Afin de convaincre le président Obama de donner le feu vert au projet d'oléoduc Keystone XL, le premier ministre Stephen Harper s'est engagé à réduire l'impact environnemental des sables bitumineux.

Encore une fois.

On ne compte même plus les promesses du gouvernement Harper à cet effet depuis sa prise de pouvoir il y a sept ans. Non seulement n'ont-elles pas été tenues, mais elles sont si nombreuses qu'elles se contredisent au fil des ans!

Après avoir gagné les élections de 2006, en effet, les conservateurs ont détruit les plans et programmes des libéraux, promettant de «nettoyer l'atmosphère» de manière beaucoup plus efficace à l'aide d'un nouveau plan «Made in Canada».

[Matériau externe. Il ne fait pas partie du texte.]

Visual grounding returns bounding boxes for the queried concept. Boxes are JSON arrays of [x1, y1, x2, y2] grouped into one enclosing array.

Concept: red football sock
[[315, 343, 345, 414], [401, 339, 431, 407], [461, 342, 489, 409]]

Ce plan, on ne l'a jamais vu. Pas plus que tous ceux qui ont été promis depuis, notamment en 2012 et en mars 2013. Et voilà qu'aujourd'hui, la CBC nous apprend que le premier ministre est prêt à adopter les cibles que lui proposeront les États-Unis, une stratégie «Made in USA», autrement dit, en échange d'une bénédiction américaine pour Keystone...

Le geste est très habile, mais tardif et insuffisant. Au moment où le président en a plein les bras avec la Syrie, le premier ministre lui propose de joindre leurs forces pour s'attaquer aux changements climatiques, une promesse peu engageante qui donne l'impression d'un certain volontarisme, d'une main tendue, voire d'un virage politique sincère.

Or, à cette étape-ci des pourparlers, comment ne pas voir dans cet appel à l'effort conjoint une énième fuite en avant? Keystone a besoin d'une approbation imminente, selon Ottawa, alors qu'une stratégie canado-américaine nécessiterait des années de discussion.

On le voit avec le «Dialogue sur l'énergie propre», une initiative de MM. Harper et Obama qui, depuis son lancement en 2009, n'a rien donné de bien significatif. Si, en quatre ans, on n'a pu faire mieux qu'une «déclaration d'intention» sur une hypothétique captation de carbone et quelques recherches sur les biocarburants algueux, imaginez le temps qu'il faudrait pour s'entendre sur des cibles communes de réduction des émissions, dresser une liste des actions nécessaires et faire approuver le tout par les instances des deux pays.

Or le fardeau de la preuve incombe au Canada, dans ce dossier. C'est à lui de démontrer qu'il a compris le message envoyé maintes fois dans le passé par l'administration américaine. À lui de laisser tomber les fausses promesses au profit d'une stratégie conforme à l'engagement pris par le Canada à Copenhague, soit de limiter le réchauffement climatique à 2°C.

Cela nécessiterait non pas l'ouverture d'un autre sempiternel «dialogue» avec les États-Unis, qui risquerait de s'empêtrer au Congrès ou dans les officines conservatrices, mais bien des cibles établies scientifiquement ainsi qu'un plan clair pour les atteindre.

Si Ottawa tient autant au projet Keystone, il doit cesser de repousser l'inévitable et déposer la réglementation qu'il promet depuis sept ans. Une réglementation faite par et pour le Canada.